John Montgomery, global brands safety officer at GroupM, said the amount of GroupM’s inventory that was affected by the hackers appears to be very small, but the company still took it “extremely seriously.

“Video has made our marketplace a valuable target,” he said. “I’m not ready to call the size of the fraud quite yet. But we should continue to be as vigilant as we can. And this is not going to be the last scare that we get.”

Eric Smith, director of innovation at Mediassociates, believes this is just the start of big sophisticated cyber attacks to come against the digital ecosystem. Mediassociates mandates that its clients use third-party fraud detection services, but DSPs need to take the lead and block Methbot and other fraudsters, he said.

But Horn said the WhiteOps report shows that even fraud-detection tools aren’t foolproof, because fraudsters end up using the same technology. The scheme raises questions of whether advertisers are really getting the efficiencies they think they are from programmatic advertising, given the cost of fraud, along with ad blocking. Advertisers should think more about effectiveness, which he thinks will ultimately lead them to spend more directly with media companies, on content and partnerships.

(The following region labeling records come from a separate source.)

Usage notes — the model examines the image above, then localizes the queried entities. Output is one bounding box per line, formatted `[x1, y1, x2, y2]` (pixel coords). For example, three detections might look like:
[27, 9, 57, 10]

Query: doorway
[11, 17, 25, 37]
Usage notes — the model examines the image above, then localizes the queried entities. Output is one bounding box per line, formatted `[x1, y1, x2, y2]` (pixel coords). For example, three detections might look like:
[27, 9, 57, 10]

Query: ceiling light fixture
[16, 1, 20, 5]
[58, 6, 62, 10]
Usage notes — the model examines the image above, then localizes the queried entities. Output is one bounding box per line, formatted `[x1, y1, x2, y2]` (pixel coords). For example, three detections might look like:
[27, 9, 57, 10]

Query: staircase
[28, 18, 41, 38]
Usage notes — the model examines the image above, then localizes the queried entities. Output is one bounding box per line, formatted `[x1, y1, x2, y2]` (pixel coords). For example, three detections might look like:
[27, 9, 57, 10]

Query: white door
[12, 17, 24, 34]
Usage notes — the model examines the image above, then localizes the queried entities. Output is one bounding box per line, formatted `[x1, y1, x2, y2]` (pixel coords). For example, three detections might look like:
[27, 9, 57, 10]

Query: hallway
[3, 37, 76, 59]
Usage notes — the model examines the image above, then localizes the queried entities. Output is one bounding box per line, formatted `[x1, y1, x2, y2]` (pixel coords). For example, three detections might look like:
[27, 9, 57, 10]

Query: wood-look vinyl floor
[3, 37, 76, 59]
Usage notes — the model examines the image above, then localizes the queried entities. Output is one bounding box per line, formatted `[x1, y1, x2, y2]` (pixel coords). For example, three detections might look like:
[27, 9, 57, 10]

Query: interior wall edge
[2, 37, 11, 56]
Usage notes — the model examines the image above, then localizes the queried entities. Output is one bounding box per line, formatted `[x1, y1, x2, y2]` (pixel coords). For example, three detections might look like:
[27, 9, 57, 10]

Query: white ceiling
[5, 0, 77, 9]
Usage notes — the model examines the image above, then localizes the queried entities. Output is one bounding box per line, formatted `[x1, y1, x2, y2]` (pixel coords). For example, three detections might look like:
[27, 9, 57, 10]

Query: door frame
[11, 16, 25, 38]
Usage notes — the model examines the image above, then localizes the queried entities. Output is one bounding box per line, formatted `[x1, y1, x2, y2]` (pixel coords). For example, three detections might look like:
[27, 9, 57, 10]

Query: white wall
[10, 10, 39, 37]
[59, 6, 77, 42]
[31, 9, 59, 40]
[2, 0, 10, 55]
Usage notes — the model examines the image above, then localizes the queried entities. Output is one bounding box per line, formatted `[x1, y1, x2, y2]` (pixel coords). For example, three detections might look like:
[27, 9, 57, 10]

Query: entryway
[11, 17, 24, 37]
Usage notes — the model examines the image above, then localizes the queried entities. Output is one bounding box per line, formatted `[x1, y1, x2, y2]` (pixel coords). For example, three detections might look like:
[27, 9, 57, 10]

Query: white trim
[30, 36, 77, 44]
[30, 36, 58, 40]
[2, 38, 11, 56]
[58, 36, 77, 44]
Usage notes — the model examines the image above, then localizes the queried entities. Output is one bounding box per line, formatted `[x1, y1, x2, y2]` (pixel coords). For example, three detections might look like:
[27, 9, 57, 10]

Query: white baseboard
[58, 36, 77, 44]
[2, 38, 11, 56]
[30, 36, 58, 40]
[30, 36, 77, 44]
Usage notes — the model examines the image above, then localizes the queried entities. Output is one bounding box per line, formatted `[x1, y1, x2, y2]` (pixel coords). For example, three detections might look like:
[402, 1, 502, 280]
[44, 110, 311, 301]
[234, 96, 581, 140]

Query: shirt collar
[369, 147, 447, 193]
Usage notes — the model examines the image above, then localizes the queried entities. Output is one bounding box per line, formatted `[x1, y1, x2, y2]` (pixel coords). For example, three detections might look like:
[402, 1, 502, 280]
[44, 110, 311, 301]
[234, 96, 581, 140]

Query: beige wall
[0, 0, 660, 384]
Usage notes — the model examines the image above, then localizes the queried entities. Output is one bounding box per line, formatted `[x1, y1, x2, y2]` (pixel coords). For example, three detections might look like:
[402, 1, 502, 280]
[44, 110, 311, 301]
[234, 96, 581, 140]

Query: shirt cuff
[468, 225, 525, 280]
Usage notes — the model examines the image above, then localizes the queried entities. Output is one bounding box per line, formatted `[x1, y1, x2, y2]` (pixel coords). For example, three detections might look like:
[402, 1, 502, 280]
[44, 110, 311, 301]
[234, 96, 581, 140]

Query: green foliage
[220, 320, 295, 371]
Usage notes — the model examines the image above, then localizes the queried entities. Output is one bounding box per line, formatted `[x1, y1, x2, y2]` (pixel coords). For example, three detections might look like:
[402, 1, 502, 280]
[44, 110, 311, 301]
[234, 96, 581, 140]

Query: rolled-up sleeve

“Programmatic is an important part of the mix,” he said. “But don’t reflexively reach for it.”

The attack shouldn’t scare advertisers off programmatic, but should make them aware of the risks and be more vigilant in using tech vendors that can identify bot nets while suppliers should use those tools to screen ad inventory before making it available for bid, Montgomery said. “I don’t think all our clients are necessarily using them to the best of our abilities,” he said.

Ultimately, attacks like this also show that cookies are not the answer to digital targeting because they make such attacks so easy, and that social IDs are preferable, Smith said. “They have longevity and stronger activity signals that can be used as a level of validation not currently available with cookie data and its 90-day lifespan.”